Let's subset the data by dosage.
d.5 <- subset(ToothGrowth, dose == 0.5)
d1 <- subset(ToothGrowth, dose == 1)
d2 <- subset(ToothGrowth, dose == 2)
To test our hypothesis we will then do a series of T-tests (t.test) comparing each of the dosages against each other.
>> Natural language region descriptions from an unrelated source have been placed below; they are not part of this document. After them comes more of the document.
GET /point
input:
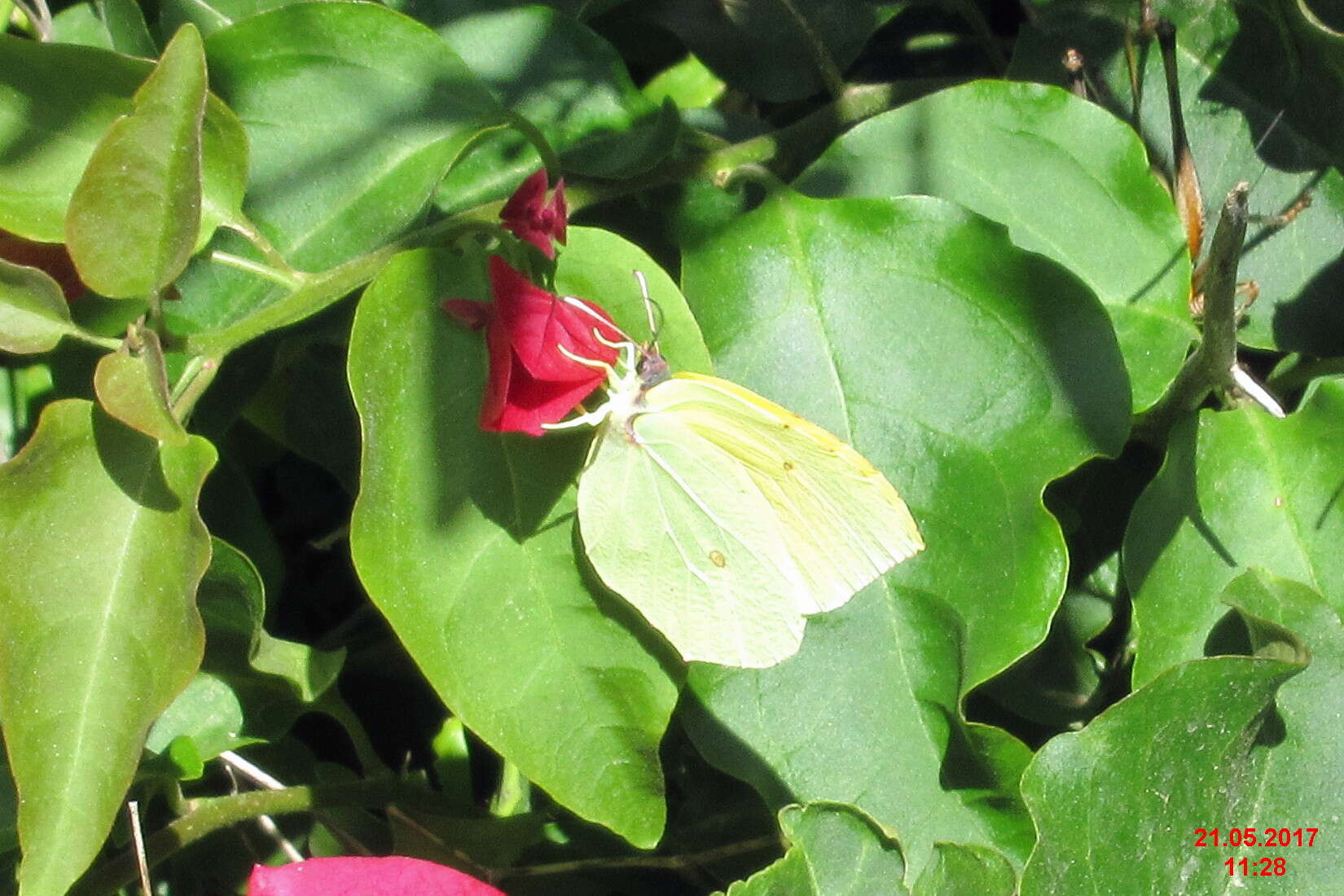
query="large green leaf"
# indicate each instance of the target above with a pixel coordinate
(354, 115)
(1261, 94)
(775, 50)
(833, 850)
(1238, 490)
(103, 551)
(972, 374)
(464, 540)
(1065, 178)
(134, 214)
(967, 871)
(1221, 743)
(55, 103)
We must not forget that we are assuming the data is not paired and equal variances.
t.test(len~dose, paired = FALSE, var.equal = TRUE, data=rbind(d.5, d1))
##
## Two Sample t-test
##
## data: len by dose
## t = -6.4766, df = 38, p-value = 1.266e-07
## alternative hypothesis: true difference in means is not equal to 0
## 95 percent confidence interval:
## -11.983748 -6.276252
## sample estimates:
## mean in group 0.5 mean in group 1
## 10.605 19.735
If we look at the 95 percent confidence interval values, we can say that the measurements of those subjects that were given a 1g dose is consistently higher than that of those with a 0.5g dose.
t.test(len~dose, paired = FALSE, var.equal = TRUE, data=rbind(d.5, d2))
##
## Two Sample t-test
##
## data: len by dose
## t = -11.799, df = 38, p-value = 2.838e-14
## alternative hypothesis: true difference in means is not equal to 0
## 95 percent confidence interval:
## -18.15352 -12.83648
## sample estimates:
## mean in group 0.5 mean in group 2
## 10.605 26.100
The confidence interval shows us here that subjects that were given a 2g dose have experienced more growth in length than those with a 0.5g dose.
t.test(len~dose, paired = FALSE, var.equal = TRUE, data=rbind(d1, d2))
##
## Two Sample t-test
##
## data: len by dose
## t = -4.9005, df = 38, p-value = 1.811e-05
## alternative hypothesis: true difference in means is not equal to 0
## 95 percent confidence interval:
## -8.994387 -3.735613
## sample estimates:
## mean in group 1 mean in group 2
## 19.735 26.100
Finally the measurements of those individuals with a 2g dose were consistently higher than those with a 1g dose.
This can tell us that, indeed the null hypothesis of no relation between dosage and length growth can be discarded in favor our alternative hypothesis: There's a positive relation between dose and length increase.
For our next analysis, we recall from the box plot that we have hypothesized that those individuals that were given Orange Juice have experienced more growth in length than those that were given Abscorbic Acid.
Let's subset the data by supplement.
oj <- subset(ToothGrowth, supp == "OJ")
vc <- subset(ToothGrowth, supp == "VC")
Let's perform a T-test (t.test) maintaining our previous assumptions.
t.test(len~supp, paired = FALSE, var.equal = TRUE, data=rbind(oj, vc))
##
## Two Sample t-test
##
## data: len by supp
## t = 1.9153, df = 58, p-value = 0.06039
## alternative hypothesis: true difference in means is not equal to 0
## 95 percent confidence interval:
## -0.1670064 7.5670064
## sample estimates:
## mean in group OJ mean in group VC
## 20.66333 16.96333
Our confidence interval, which contains the value 0, suggests that we cannot discard the null hypothesis, meaning that there's no discernable change in length among those individuals that were fed different supplements.